Am nächsten Morgen blies der Wind schon ordentlich aus Norden. Zu unserer Verwunderung hatte sich unser Abstand zum Segelboot nicht verändert, während der Katamaran uns beim Drehen des Windes unangenehm Nahe gekommen war. «Das ist ein bisschen Nahe», meinte die Frau auf dem Doppelrumpfboot zwei Mal unterschwellig, bevor ihr Mann explodierte. «Wir waren zuerst hier! Verschwindet! Ich will mehr Kette ausgeben!» Nach Retos Schätzung hatte er mehr als genug Kette draussen, da er solch einen enormen Schwingraum abdeckte. Aber um des Friedens Willen machten sich die diplomatischen Schweizer und ein sehr beschämter amerikanische Hitchhiker daran, bei Wind und Wellen zwei Anker herauf zu wuchten. Glücklicherweise hatten wir niemanden hinter uns und konnten einige Meter zurückdriften bevor Reto die beiden Anker einfach wieder fallen liess. Hätten wir beide komplett hochholen müssen, hätten wir eine gute Stunde sehr gefährlich herummanövrieren müssen, wie Reto der Frau auf dem Katamaran zu erklären versucht hatte. Wir ärgerten uns noch lange über den kleinen Streit, der mit ein paar höflichen Worten und kurzer Diskussion nicht hätte sein müssen. Wieder einmal hätten wir uns dieses Problems gern mit einer Kanone beholfen – zum Glück sind die Dinger zu teuer.

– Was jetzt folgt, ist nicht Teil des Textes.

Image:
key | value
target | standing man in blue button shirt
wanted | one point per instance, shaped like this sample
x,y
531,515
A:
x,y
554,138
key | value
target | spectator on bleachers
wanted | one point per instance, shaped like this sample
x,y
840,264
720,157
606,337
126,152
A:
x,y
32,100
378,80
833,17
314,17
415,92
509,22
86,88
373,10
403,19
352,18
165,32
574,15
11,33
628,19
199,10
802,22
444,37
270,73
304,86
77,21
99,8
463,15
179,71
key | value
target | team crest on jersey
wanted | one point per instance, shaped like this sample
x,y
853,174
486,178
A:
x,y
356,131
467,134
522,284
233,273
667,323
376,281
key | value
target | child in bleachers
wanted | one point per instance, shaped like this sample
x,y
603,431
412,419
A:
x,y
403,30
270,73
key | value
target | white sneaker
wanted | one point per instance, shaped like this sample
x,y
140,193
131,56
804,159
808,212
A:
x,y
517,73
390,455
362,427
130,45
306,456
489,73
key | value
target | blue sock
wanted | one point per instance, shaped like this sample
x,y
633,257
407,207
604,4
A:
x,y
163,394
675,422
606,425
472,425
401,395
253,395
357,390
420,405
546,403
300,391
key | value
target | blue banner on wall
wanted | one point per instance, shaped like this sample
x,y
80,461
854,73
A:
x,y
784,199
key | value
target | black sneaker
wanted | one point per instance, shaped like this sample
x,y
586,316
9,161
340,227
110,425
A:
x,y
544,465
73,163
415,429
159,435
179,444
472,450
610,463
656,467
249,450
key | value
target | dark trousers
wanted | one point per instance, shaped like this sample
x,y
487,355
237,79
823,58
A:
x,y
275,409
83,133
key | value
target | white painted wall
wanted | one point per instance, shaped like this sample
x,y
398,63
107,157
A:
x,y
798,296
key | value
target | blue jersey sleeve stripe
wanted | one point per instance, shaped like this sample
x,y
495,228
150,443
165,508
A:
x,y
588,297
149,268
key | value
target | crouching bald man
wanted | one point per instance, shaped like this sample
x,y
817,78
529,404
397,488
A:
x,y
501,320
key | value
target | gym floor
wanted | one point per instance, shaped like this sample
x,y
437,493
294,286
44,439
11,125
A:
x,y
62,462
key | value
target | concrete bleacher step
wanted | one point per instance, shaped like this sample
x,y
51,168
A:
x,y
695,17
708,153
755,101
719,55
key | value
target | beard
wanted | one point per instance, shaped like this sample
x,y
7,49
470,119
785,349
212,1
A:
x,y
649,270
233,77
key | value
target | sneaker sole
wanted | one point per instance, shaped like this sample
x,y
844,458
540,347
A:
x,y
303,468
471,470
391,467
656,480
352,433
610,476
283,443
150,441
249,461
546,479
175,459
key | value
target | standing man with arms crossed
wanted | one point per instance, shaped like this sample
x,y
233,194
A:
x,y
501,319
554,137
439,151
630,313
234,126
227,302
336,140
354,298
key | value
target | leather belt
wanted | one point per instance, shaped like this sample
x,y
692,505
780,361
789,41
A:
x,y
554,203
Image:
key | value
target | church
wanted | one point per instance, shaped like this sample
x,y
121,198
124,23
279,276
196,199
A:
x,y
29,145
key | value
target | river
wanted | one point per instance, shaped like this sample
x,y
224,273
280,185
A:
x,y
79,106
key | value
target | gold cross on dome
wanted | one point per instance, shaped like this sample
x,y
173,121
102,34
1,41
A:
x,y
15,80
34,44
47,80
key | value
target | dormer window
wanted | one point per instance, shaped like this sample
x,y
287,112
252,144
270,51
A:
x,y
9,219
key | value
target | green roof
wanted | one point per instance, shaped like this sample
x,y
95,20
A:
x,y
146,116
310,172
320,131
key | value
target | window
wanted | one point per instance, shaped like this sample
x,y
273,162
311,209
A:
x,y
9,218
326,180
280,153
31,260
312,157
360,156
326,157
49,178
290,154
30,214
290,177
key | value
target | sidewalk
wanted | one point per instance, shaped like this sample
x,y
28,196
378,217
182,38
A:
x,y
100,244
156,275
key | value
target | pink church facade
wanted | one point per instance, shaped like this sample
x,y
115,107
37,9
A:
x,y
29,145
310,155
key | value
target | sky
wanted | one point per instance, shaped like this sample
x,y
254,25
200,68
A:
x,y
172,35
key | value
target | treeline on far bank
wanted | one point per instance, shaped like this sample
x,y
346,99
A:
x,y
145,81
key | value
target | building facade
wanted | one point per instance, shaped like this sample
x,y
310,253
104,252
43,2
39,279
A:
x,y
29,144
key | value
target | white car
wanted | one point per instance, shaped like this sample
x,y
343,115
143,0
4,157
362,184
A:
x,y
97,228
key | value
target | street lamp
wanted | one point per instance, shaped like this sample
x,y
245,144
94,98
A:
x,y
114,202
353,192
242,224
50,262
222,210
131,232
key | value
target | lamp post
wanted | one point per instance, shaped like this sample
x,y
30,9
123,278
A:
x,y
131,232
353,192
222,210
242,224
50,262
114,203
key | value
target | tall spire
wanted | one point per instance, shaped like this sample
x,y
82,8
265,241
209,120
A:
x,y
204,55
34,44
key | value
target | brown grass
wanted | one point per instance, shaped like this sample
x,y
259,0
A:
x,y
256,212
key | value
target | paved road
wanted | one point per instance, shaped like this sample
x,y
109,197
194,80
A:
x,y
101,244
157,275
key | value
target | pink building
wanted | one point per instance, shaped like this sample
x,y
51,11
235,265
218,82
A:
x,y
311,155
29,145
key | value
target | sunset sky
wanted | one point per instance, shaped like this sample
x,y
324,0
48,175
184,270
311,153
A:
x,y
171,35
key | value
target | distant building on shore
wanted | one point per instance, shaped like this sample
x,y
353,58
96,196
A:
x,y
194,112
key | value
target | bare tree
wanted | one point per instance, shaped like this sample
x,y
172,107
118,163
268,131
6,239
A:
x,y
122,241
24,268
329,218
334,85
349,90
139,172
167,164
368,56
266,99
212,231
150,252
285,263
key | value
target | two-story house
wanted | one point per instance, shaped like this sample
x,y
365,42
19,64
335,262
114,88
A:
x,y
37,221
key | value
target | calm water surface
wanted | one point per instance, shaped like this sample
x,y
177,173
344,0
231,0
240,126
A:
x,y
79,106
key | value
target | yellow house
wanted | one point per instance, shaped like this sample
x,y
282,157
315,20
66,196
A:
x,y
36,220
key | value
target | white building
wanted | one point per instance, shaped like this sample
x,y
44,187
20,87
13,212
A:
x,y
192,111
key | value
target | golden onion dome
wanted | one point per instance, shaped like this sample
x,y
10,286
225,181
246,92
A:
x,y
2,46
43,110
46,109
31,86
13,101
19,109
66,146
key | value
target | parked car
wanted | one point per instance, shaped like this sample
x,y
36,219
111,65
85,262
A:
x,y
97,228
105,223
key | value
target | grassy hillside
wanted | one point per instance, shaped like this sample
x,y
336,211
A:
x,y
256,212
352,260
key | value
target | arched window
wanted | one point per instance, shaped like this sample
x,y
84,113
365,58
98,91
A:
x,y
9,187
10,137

Als der Wind am Ostersonntag zurückging, war der Katamaran verschwunden, ehe wir den Kopf aus der Luke reckten. Kurzerhand wasserten wir das Dinghy. Reto ruderte uns zum nahen, aber im Luv liegenden Strand. Bei Lorraine’s Mutter holten wir Kokosnussbrot. Dann marschierten wir zur Ozeanseite der Insel. Nach kurzer Zeit war das Blow Hole gefunden und wegen des starken Windes der Vortage, blies es regelmässig und kräftig. Die Männer erkundeten die Umgebung, während das Baby und ich es uns gemütlich machten. Bis wir zurückkehrten hatte die Flut den Strand unter Wasser gesetzt und wir wateten durchs Wasser zurück zu Alianza.